Deep in the Swiss Alps the Lauterbrunnen Valley, or Lauterbrunnental, is a deep cleft cut in the topography running between steep limestone precipices.

The waterfalls that dot the rift often disappear into wisps of spray before hitting bottom, and include Staubbach Falls, one of Europe’s highest unbroken waterfalls at 270 meters.

Get to Lauterbrunnen, the village in the valley, by narrow-gauge train from Interlaken Ost station in the Bernese Highlands.

Lauterbrunnen is a municipality in the Interlaken-Oberhasli administrative district in the canton of Bern in Switzerland.

The municipality lies in the Lauterbrunnen Valley and comprises the villages Lauterbrunnen, Wengen, Mürren, Gimmelwald, Stechelberg, and Isenfluh. The population of the Lauterbrunnen village is less than that of Wengen, but greater than that of the others.
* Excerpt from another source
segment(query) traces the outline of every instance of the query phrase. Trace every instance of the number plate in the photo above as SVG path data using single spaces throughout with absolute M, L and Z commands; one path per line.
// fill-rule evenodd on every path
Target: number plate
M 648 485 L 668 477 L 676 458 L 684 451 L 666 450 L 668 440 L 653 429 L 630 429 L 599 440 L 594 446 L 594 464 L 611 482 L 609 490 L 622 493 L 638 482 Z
Lauterbrunnen was first mentioned in 1240 as "in claro fonte", a Romance language place name meaning "clear spring". By 1253 it was known to German speakers as Liuterbrunnon which by 1268 had the alternate spelling of Luterbrunnen. While the meaning of brunnen is undoubtedly spring or fountain, there is some dispute about the meaning of lauter: Some translate it as clear, clean or bright (which compares to the earlier Romance language meaning of the place mentioned above) while others translate it as "many" or "louder". A local explanation is that the name Lauterbrunnen means "many springs" using a modern meaning of the word lauter in German: however this could be an example of a folk etymology.
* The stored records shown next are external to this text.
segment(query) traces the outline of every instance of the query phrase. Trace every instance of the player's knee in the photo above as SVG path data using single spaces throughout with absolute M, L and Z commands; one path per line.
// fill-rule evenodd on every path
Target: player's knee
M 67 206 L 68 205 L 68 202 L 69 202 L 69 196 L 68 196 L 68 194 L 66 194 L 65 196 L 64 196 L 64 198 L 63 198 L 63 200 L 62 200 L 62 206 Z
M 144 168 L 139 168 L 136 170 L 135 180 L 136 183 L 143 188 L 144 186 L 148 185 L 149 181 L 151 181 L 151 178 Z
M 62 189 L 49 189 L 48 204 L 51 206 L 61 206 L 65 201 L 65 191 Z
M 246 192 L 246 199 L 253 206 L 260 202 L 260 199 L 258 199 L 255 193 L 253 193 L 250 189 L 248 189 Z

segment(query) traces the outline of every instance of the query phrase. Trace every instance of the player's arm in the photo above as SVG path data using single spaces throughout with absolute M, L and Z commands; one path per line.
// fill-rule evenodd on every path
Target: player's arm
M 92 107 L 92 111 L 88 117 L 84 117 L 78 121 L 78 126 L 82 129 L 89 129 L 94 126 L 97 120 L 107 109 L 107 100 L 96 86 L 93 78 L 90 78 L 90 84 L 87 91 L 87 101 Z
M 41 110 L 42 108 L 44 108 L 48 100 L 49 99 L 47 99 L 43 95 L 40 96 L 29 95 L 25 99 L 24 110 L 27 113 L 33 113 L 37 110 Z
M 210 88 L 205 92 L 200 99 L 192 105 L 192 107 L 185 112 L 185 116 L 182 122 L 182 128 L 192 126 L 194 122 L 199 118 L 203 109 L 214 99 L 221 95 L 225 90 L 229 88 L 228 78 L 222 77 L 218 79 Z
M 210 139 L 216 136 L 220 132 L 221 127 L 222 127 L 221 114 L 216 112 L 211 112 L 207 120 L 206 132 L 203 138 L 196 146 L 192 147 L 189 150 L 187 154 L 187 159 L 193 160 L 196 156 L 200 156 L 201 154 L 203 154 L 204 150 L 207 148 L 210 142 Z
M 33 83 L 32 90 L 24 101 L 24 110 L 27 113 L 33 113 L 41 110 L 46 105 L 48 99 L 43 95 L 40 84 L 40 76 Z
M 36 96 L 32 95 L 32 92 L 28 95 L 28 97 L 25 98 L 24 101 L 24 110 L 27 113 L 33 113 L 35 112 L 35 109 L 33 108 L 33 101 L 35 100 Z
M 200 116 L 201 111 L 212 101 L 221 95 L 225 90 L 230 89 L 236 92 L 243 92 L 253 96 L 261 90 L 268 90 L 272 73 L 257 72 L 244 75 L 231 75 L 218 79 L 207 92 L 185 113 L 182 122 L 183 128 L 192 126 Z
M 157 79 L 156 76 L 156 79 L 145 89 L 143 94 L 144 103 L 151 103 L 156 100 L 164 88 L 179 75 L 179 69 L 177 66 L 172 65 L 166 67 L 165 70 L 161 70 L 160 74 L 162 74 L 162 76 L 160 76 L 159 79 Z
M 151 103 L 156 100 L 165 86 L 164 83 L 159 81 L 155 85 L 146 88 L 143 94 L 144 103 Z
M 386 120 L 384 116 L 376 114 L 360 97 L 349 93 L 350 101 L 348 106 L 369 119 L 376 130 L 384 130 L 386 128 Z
Lauterbrunnen lies at the bottom of a U-shaped valley that extends south and then south-westwards from the village to meet the 8 kilometers (5.0 mi) Lauterbrunnen Wall. The Lauterbrunnen Valley (Lauterbrunnental) is one of the deepest in the Alpine chain when compared with the height of the mountains that rise directly on either side. It is a true cleft, rarely more than one kilometre in width, between limestones precipices, sometimes quite perpendicular, everywhere of extreme steepness. It is to this form of the valley that it owes the numerous waterfalls from which it derives its name. The streams descending from the adjoining mountains, on reaching the verge of the rocky walls of the valley, form cascades so high that they are almost lost in spray before they reach the level of the valley. The most famous of these are the Staubbach Falls within less than one kilometres of the village of Lauterbrunnen. The height of the cascade is between 800 and 900 feet (240 and 270 m), one of the highest in Europe formed of a single unbroken fall.